Facebook, Amazon y las demás están perfectamente enteradas de la dificultad material de realizar ese mundo plenamente digitalizado. El elevadísimo coste energético y de materias primas que requiere una digitalización total está muy lejos de ser asumible si queremos evitar el colapso. En un momento en el que el horizonte más razonable pasa por la reducción del consumo, las fantasías digitales ofrecen la ilusión de prolongar la abundancia despreocupada de las últimas décadas.

Conviene no olvidar, por cierto, que avanzar hacia esa “economía digital” implica de facto la garantía de que cuatro o cinco grandes empresas tecnológicas se consoliden como un poder absoluto e incontestable, muy por encima de cualquier institución política. Afianzar nuestra dependencia de estos gigantes, ya bastante acusada, irá seguro en detrimento de las libertades civiles e individuales y reducirá el margen de transformación social.

Si lo que buscamos es una sociedad más justa y más libre, capaz de afrontar la emergencia climática, no es en la revolución digital donde debemos poner nuestras esperanzas. Ahora que, ante los desafíos del futuro, necesitamos con urgencia de un arrojo libertario y una racionalidad sensata, no podemos admitir la tutela de cámaras ni de algoritmos. Ahora que, más que nunca, nos es vital establecer una relación directa y sensual con el mundo, no podemos escondernos tras unas gafas de realidad virtual. Las preguntas importantes son otras.

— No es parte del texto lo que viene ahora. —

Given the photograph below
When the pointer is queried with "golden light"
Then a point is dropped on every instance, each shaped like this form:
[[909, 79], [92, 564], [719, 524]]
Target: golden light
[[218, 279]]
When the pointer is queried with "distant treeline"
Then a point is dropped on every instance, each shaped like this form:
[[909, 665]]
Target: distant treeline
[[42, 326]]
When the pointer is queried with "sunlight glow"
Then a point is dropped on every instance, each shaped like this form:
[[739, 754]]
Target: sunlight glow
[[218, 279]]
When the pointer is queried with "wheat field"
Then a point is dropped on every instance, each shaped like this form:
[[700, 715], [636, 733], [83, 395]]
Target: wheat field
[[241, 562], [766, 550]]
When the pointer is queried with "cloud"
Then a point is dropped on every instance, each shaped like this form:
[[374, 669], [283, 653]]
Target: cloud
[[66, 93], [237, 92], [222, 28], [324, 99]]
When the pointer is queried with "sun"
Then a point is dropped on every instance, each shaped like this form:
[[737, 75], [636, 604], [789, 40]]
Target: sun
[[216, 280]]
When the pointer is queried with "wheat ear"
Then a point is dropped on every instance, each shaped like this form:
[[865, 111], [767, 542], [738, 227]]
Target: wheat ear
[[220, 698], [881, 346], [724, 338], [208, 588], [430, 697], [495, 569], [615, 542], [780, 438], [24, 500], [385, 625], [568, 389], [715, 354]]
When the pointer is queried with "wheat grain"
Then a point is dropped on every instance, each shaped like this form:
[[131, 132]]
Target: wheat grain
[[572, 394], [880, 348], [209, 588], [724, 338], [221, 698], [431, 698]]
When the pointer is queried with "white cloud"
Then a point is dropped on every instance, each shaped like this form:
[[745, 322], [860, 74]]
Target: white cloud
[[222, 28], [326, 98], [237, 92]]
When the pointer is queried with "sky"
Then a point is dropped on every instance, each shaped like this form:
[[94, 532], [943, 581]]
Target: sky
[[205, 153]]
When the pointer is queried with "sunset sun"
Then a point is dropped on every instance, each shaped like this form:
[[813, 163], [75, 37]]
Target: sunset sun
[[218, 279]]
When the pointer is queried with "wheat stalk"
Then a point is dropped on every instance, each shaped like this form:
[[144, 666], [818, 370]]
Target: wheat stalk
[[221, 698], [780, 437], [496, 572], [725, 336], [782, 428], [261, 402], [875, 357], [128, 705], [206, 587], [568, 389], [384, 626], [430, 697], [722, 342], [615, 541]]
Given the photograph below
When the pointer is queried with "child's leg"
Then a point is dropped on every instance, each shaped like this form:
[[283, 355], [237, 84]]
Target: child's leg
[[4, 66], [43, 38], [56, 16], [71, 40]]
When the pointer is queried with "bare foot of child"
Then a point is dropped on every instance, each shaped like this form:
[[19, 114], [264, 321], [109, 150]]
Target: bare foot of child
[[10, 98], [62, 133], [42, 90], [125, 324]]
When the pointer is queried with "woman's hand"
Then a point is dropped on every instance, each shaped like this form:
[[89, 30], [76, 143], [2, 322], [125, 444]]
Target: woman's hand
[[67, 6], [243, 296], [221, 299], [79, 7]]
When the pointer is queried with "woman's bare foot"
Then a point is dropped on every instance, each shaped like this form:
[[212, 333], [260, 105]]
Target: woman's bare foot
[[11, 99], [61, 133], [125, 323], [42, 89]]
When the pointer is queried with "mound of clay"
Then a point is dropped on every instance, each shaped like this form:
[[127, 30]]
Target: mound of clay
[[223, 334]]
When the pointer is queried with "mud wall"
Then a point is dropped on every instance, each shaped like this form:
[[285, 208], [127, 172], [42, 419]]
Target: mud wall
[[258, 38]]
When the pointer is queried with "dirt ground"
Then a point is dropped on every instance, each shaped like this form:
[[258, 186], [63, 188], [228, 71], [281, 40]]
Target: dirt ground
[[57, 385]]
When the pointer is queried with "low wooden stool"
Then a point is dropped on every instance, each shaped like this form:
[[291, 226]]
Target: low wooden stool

PD: Justo hoy publica El País una entrevista a dos neurocientíficos que celebran que, de aquí una década, “nos vamos a convertir en híbridos”, y no cabe recurso contra esto: “Va a ocurrir sí o sí”. La dependencia que ahora llevamos en el bolsillo estará para entonces incrustada en nuestro cerebro: “Ahora dependes de tu teléfono móvil para hacer cada vez más cosas. En realidad, lo único que hace el teléfono es conectarte a la red. Esta conexión, en vez de estar en el teléfono en el bolsillo, la vamos a tener directamente en la cabeza, por una interfaz cerebro-computadora. Estas interfaces serán posiblemente no invasivas y serán distribuidas de manera masiva a toda la población. Y esto trasladará una parte cada vez mayor de nuestro procesamiento mental al exterior. La memoria, por ejemplo. Una memoria externa nos mandará la información de vuelta. Y eso va a ser beneficioso en el sentido de que va a dar un acelerón a las capacidades cognitivas y mentales de los humanos”.